Daily cases topped 100,000 in November for the first time. Over the last week, they've continued to climb, reaching an all-time high of more than 150,000 on Thursday.

It's the nation's largest surge yet, with more than 4.4 million cases recorded since the start of September.

By comparison, the country's summer surge, from June through August, resulted in nearly 4.2 million cases. And the spring surge from March to May resulted in nearly 1.8 million cases — though many went uncounted at that time. (Research suggests that the actual case tally during the spring was 10 times higher than the one reported.)

The current surge is also poised to last much longer than its predecessors. The chart below shows how long each surge has lasted, from trough to peak.

The trough marks the day when weekly average cases hit their lowest point between surges. From spring to summer, that day was June 9, when fewer than 20,000 cases were recorded, on average, in the last seven days. September 12 marked the low point between the summer and fall surges. The weekly average that day was around 34,000 cases.

By this metric, the spring and summer surges each lasted roughly 100 days. But in this recent surge, it has been 60 days since the last trough, and the line is still going up.

According to a recent, ominous prediction from Pantheon Macroeconomics, the US could be on track to record 1 million daily coronavirus cases by the end of 2020 if average cases continue to grow 34% from week to week, as they are currently.
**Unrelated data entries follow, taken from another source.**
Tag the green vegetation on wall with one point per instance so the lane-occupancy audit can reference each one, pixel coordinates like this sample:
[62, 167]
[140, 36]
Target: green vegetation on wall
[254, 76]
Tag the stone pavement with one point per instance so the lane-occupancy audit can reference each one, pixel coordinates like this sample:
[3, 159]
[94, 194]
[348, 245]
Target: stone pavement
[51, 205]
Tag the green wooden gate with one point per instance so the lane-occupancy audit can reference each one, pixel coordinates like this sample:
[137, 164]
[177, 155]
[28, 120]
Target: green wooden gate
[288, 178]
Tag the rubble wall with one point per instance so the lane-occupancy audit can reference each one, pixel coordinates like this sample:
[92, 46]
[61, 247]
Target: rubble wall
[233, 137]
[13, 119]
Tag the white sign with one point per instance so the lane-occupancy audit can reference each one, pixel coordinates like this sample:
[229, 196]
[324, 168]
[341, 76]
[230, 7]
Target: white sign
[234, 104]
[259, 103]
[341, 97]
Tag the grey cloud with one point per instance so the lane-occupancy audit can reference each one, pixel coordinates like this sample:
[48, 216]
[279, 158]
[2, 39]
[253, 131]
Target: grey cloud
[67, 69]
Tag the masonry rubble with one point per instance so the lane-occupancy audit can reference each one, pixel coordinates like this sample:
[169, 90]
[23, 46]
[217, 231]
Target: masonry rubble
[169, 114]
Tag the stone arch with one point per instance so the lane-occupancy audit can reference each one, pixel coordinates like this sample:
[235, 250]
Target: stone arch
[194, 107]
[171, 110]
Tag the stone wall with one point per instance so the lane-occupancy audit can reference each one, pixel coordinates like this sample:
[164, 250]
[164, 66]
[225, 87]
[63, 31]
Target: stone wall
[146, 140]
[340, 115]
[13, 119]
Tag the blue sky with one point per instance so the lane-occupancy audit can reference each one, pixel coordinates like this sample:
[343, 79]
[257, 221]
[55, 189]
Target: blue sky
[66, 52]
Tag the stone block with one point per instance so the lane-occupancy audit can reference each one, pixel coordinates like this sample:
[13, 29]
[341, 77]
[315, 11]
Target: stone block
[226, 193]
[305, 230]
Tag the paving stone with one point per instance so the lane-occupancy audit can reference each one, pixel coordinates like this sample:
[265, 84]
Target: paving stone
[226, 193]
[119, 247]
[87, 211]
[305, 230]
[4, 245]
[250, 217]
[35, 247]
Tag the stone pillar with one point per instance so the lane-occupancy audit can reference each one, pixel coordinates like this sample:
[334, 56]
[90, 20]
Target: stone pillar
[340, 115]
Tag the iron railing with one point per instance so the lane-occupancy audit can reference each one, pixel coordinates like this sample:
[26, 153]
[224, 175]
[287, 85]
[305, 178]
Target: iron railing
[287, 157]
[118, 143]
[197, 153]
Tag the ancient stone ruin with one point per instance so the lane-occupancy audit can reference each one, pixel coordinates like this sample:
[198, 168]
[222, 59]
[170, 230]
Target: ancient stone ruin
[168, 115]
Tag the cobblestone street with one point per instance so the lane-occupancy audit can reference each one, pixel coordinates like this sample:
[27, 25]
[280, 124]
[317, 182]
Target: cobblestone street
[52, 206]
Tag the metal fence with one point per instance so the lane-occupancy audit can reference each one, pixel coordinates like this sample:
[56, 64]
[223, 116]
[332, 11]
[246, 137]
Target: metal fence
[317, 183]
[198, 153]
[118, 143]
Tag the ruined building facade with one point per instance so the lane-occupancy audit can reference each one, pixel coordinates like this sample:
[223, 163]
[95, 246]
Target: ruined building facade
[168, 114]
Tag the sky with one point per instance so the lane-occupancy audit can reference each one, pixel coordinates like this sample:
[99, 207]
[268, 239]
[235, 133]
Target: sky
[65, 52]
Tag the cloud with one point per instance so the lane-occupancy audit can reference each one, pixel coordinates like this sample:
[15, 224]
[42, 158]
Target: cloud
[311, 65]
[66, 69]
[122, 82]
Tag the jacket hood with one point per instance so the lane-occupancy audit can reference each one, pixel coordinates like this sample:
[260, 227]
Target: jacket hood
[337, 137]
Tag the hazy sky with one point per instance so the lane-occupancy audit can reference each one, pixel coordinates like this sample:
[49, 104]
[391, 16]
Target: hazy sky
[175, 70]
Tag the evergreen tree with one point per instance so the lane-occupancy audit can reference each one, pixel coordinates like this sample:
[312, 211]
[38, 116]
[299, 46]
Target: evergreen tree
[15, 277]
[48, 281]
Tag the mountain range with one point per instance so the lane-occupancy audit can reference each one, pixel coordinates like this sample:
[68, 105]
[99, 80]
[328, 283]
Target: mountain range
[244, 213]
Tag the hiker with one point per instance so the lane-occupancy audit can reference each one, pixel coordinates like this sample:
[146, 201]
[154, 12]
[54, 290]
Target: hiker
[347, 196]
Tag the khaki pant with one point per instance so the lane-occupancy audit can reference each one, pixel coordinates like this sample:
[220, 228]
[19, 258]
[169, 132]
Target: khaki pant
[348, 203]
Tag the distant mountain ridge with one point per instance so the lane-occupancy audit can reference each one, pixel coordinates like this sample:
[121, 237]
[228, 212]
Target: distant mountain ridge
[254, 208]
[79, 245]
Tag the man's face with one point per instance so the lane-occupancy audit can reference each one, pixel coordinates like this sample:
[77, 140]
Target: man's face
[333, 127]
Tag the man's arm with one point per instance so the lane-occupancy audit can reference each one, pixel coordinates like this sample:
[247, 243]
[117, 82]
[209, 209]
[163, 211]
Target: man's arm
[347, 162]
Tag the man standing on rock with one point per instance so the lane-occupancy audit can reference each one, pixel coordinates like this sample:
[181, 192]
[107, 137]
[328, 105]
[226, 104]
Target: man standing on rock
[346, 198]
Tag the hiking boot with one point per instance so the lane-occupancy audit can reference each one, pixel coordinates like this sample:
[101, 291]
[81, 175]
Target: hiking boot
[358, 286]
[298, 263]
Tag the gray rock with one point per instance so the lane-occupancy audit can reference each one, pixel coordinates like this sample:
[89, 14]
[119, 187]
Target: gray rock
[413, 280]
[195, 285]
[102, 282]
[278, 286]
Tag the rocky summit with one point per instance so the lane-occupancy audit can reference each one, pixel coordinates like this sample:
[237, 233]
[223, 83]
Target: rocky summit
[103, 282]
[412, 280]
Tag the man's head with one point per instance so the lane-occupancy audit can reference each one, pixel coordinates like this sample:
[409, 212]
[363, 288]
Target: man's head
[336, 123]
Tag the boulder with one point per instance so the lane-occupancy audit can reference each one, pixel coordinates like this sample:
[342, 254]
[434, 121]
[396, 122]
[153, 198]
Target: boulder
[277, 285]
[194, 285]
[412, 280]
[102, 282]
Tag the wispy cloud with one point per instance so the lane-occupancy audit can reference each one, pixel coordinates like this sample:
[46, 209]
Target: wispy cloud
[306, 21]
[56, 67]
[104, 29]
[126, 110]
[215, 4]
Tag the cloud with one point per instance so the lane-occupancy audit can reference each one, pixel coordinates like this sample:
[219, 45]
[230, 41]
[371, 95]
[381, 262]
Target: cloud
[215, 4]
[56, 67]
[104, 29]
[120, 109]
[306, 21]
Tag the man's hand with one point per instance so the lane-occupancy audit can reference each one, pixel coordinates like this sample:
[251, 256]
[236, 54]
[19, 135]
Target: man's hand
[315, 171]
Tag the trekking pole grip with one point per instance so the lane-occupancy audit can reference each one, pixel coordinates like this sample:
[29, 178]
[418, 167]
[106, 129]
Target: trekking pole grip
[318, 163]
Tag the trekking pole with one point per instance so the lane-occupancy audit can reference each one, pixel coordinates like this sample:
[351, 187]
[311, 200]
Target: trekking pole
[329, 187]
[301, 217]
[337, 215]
Other models don't expect the number to get that high, however.

A record-breaking fall surge 

The US's fall surge has shattered records both nationally and globally. In addition to a record number of daily cases ever recorded in a single country, the US recorded its highest-ever weekly case average on Thursday: nearly 130,000 new cases per day.

The nation also recorded its highest number of single-day hospitalizations (more than 67,000) and highest weekly average number of hospitalizations (more than 60,000) on Thursday. 

Daily deaths haven't caught up to the peak levels we saw in the spring, but they are starting to trend upward. The US recorded a weekly average of more than 1,000 deaths on Friday — a 21% increase over the prior week, and a 31% increase from the average daily death toll recorded two weeks prior.

Since September, the coronavirus has killed 58,000 people in the US. Roughly 75,000 died from June to August and nearly 104,000 were killed between March and May. On the country's deadliest day, May 7, more than 2,700 people perished.

The University of Washington's Institute for Health Metrics and Evaluation predicts that the US could see nearly 200,000 additional deaths from now through March 1.

"I am tremendously concerned," Megan Ranney, an emergency-medicine physician at Brown University, told Business Insider. She said she expects this surge to be the deadliest yet. 

"The other surges were very localized," Ranney said. "This is different because it is truly nationwide."